Acabo de bajar del jet privado en Ibiza. El yate de Steven brilla bajo el sol, todo acero pulido y madera de teca. Huele a sal marina mezclada con cuero nuevo de los asientos. Steven, el productor de cine para élite, me recibe con una copa de Dom Pérignon helado. Burbujas que pican en la lengua, dulces y frías. ‘Cariño, siéntate’, dice, guiñándome. A su lado, Fabio, el tipo del que me habló. Alto, misterioso, con ojos que queman.

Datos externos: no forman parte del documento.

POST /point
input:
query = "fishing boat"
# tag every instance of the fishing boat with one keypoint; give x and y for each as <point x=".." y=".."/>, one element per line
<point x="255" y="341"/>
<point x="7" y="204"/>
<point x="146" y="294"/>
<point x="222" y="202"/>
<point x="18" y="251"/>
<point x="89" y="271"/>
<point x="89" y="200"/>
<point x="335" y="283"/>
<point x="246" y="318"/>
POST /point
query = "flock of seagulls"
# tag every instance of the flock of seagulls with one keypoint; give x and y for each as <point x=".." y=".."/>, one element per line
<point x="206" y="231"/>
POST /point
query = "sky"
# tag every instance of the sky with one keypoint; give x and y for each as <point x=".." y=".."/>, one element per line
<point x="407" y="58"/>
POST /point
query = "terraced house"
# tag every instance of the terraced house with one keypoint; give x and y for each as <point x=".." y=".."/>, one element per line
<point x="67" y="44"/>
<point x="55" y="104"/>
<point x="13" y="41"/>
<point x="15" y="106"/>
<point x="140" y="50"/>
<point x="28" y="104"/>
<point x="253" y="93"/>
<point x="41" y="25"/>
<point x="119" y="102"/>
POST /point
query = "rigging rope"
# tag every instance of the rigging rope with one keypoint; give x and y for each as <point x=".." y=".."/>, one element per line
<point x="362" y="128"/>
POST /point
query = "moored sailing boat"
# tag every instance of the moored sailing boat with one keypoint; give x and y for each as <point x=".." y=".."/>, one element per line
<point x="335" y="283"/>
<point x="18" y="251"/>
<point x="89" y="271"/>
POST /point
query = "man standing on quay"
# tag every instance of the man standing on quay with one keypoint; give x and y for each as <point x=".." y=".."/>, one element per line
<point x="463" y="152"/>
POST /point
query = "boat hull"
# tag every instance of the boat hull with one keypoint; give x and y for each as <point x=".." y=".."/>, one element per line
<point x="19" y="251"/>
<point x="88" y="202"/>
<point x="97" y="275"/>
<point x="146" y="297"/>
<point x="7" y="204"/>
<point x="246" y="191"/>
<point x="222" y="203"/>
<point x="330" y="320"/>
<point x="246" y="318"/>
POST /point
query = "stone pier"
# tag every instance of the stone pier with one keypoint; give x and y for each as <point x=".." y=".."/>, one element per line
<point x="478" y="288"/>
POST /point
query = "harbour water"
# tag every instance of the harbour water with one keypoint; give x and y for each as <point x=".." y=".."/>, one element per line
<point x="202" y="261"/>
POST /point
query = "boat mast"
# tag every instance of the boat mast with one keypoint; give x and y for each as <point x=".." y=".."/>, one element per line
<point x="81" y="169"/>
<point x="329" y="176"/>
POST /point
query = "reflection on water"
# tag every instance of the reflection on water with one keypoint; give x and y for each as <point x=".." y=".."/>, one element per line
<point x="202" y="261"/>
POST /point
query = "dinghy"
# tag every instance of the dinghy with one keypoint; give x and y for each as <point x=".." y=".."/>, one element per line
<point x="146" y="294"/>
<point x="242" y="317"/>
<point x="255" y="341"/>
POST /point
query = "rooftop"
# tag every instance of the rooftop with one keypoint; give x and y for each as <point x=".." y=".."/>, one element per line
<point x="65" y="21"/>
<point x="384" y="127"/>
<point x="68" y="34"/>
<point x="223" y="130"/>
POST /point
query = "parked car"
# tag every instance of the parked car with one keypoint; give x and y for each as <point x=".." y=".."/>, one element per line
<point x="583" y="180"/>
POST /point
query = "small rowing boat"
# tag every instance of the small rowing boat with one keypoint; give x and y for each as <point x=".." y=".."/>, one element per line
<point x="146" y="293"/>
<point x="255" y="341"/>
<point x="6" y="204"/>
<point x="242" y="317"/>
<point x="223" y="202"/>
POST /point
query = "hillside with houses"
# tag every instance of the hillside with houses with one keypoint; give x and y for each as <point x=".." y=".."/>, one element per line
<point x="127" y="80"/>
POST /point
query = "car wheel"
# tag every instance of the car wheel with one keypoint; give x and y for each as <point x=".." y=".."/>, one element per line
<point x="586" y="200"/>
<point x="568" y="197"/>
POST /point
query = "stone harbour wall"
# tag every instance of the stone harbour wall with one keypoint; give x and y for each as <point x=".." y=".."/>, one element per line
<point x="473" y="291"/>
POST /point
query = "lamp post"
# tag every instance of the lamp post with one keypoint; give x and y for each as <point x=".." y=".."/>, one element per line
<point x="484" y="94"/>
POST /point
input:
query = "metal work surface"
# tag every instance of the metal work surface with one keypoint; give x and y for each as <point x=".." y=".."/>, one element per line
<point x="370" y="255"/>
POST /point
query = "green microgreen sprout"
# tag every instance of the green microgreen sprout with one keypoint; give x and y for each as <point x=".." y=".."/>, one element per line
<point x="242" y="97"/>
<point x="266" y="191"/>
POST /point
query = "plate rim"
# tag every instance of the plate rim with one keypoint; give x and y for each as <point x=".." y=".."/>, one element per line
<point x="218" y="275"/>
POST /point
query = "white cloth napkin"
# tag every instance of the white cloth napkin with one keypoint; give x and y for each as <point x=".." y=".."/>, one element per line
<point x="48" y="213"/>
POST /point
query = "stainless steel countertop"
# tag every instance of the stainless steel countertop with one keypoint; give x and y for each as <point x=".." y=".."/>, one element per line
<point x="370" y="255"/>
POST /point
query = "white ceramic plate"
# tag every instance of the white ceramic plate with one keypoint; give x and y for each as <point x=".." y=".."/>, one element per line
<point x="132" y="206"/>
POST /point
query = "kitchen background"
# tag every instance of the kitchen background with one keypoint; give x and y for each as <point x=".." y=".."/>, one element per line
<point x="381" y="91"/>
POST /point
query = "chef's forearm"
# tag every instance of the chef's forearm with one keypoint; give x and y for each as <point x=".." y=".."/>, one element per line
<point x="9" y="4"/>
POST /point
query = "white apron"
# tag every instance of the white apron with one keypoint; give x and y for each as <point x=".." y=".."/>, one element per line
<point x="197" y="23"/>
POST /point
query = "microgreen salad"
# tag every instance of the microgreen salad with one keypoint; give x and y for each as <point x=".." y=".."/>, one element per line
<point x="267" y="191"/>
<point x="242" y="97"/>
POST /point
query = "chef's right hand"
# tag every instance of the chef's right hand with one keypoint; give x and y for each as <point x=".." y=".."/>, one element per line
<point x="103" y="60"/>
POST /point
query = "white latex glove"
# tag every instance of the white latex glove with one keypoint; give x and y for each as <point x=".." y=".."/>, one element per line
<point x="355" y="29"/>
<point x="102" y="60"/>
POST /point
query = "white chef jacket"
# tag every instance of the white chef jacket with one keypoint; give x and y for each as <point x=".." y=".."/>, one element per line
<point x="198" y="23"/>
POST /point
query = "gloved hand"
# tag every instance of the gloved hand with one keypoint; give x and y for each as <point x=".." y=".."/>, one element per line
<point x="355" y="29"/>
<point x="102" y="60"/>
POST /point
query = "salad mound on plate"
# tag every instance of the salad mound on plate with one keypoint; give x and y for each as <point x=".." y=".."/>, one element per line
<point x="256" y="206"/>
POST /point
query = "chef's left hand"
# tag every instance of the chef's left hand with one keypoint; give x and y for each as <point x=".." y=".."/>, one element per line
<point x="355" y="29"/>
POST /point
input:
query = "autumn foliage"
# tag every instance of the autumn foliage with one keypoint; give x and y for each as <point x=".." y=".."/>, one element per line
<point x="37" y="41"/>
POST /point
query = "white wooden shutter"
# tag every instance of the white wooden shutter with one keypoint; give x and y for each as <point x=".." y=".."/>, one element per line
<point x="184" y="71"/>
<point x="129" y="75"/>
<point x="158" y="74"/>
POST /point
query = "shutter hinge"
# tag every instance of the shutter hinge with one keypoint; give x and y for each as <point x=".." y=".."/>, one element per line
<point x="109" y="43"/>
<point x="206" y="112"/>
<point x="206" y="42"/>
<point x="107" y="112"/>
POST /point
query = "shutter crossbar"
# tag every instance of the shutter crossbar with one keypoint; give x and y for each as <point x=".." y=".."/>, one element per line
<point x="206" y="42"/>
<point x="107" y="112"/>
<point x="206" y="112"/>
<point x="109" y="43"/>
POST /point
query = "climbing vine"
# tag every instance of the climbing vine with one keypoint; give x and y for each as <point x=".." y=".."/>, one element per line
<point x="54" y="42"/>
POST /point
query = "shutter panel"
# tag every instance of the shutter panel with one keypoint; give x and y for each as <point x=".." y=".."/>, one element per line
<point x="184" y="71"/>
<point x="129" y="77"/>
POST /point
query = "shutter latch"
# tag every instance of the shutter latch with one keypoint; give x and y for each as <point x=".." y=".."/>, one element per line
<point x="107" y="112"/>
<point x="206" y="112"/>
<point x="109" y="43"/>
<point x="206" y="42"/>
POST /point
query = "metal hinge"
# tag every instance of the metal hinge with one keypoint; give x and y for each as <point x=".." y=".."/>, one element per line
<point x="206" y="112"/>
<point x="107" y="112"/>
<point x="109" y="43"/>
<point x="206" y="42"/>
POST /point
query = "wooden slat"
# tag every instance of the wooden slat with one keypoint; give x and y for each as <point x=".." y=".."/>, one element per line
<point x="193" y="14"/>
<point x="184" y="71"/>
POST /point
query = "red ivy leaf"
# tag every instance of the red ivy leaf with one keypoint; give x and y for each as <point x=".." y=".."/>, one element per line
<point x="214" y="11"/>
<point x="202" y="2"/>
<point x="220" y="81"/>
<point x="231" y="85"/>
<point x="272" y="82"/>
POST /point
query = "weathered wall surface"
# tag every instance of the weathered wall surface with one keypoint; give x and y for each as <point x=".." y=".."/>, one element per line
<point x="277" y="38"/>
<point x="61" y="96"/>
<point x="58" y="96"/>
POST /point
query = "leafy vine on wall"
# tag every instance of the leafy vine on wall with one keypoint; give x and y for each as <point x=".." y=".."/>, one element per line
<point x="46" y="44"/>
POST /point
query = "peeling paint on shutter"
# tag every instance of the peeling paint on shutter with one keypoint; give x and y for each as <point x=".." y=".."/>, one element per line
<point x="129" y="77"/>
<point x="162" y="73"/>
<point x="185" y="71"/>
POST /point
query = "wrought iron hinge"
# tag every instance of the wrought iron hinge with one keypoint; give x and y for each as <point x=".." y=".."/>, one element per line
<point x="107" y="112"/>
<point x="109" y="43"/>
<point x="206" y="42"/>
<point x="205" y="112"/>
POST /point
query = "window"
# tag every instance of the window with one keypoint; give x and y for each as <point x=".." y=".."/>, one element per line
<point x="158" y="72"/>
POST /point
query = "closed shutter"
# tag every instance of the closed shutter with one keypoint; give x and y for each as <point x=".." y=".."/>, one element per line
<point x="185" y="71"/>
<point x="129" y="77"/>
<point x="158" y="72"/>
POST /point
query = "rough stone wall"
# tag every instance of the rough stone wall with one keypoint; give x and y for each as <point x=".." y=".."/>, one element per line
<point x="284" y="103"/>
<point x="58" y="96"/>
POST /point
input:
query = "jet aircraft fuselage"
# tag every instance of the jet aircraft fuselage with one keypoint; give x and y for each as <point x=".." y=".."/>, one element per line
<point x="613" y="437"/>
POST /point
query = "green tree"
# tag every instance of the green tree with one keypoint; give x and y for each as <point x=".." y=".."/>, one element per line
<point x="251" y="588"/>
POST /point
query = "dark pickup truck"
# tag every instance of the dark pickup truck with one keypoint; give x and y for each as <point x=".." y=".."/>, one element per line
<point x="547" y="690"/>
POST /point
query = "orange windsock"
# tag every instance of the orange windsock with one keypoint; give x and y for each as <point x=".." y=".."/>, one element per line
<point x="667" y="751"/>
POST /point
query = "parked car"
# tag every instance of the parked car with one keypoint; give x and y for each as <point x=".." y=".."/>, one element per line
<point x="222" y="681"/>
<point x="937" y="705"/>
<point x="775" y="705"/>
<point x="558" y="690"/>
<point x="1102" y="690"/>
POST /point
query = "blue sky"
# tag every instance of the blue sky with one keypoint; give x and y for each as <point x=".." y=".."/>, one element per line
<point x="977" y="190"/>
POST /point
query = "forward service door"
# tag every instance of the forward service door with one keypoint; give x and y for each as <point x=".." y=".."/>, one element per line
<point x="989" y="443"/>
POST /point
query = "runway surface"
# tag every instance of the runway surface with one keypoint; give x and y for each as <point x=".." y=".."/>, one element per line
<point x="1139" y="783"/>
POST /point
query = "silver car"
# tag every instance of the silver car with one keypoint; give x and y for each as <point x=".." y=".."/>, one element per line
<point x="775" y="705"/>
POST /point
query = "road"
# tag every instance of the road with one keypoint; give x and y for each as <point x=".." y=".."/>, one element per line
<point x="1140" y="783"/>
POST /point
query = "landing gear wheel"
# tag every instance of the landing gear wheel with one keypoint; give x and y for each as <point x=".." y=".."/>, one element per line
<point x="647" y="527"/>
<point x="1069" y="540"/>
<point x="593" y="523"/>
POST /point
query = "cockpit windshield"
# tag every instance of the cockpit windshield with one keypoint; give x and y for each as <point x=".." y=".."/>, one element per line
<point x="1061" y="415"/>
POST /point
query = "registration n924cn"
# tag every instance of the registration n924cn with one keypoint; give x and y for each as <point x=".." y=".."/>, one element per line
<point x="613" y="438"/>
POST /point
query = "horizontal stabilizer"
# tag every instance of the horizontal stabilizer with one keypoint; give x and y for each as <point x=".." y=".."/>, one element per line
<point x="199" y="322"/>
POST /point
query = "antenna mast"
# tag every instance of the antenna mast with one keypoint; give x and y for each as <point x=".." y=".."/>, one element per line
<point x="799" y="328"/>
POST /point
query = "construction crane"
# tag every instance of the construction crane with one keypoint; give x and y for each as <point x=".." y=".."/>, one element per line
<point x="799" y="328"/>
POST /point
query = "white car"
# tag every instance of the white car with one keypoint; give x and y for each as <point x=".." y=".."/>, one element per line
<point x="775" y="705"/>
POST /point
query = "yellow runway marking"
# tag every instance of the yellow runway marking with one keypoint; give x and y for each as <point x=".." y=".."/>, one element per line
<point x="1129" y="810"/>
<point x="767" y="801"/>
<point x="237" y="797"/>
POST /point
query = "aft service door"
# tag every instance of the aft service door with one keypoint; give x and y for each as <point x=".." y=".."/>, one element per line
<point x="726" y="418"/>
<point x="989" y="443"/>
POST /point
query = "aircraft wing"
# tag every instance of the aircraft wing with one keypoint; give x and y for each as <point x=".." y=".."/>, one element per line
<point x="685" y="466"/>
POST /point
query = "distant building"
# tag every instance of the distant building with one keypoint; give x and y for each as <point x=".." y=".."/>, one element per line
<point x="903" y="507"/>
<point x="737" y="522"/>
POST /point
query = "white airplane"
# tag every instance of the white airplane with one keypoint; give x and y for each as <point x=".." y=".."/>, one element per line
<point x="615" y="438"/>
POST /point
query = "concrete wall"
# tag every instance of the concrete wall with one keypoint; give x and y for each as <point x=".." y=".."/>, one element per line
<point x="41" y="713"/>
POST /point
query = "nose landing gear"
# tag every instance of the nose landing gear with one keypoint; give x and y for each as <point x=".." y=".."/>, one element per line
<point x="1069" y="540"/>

Hablamos contratos. Películas exclusivas para clubs privados, nada de porno barato. Páginas y páginas de cláusulas, firmas en tinta negra. Pero las miradas… ay, las miradas. Steven suelta: ‘Fabio tiene algo especial, dos… ya sabes’. Me río, nerviosa. ‘¿Dos qué?’. Él sonríe: ‘Ver para creer’. El aire se espesa, el sol calienta la piel. Mi vestido de seda roja se pega al cuerpo, sudor fino en el escote. Fabio me mira el culo cuando me inclino por el bolígrafo. ‘¿Quieres verlo?’, pregunta Steven. Asiento, el corazón late fuerte. Bajamos a la cabina VIP, puerta que se cierra con clic metálico. Espacio privado ahora, solo nosotros tres. Luces tenues, cama king size con sábanas de hilo egipcio suaves como piel.
Tensión en la cubierta VIP
Fabio se baja el pantalón. Joder… dos pollas. Una encima de la otra, perfectas, venosas, ya semi-duras. ‘Tócame’, murmura. Mi mano tiembla, piel caliente, pulsan. Huele a hombre, a deseo puro. Steven filma discreto: ‘Para el recuerdo’. Me arrodillo, boca en la de arriba, lengua lamiendo el glande salado. La de abajo roza mi mejilla. ‘Mmm, qué rica’, gime Fabio. Steven se aparta: ‘Es toda tuya, Melissa’. Yo, desnuda ya, seda en el suelo. Pollas duras como hierro, pre-semen brillando.
El clímax doble y prohibido
Me tumbo en la cama, piernas abiertas. Coño mojado, chorreando. ‘Fóllame doble’, suplico. Él se pone encima, la polla superior en mi coño, resbaladiza entra fácil, estirándome. La inferior… contra mi culo. Empujo saliva con dedos, lubri. ‘Despacio… ahhh’. Presiona, ano se abre, duele rico. Ambas dentro. Lleno total, paredes internas rozando. ‘Joder, qué prieta’, gruñe. Empieza a bombear, lento primero. Pollas frotan entre sí dentro de mí, loco. Gimo: ‘Más fuerte… sí, coño’. Sudor gotea, olor a sexo crudo, piel contra piel chapoteando. Manos en mis tetas, pellizca pezones. Acelera, brutal. Coño palpita, culo ardiendo. ‘Me corro… ¡ahhh!’, grito. Él ruge, chorros calientes en ambas, semen rebosando, pegajoso en muslos.
Jadeamos. Minutos después, nos vestimos. Yo con vestido puesto, sonrisa pícara. Steven brinda: ‘Por los secretos de élite’. Champagne otra vez, como si nada. Fabio me besa oreja: ‘Volveremos’. Salimos a cubierta, sol poniente, yate navegando. Nadie sabe. Nuestro pacto VIP, grabado en cámaras privadas. Vida de lujo, placer exclusivo. Aún siento el doble latido dentro.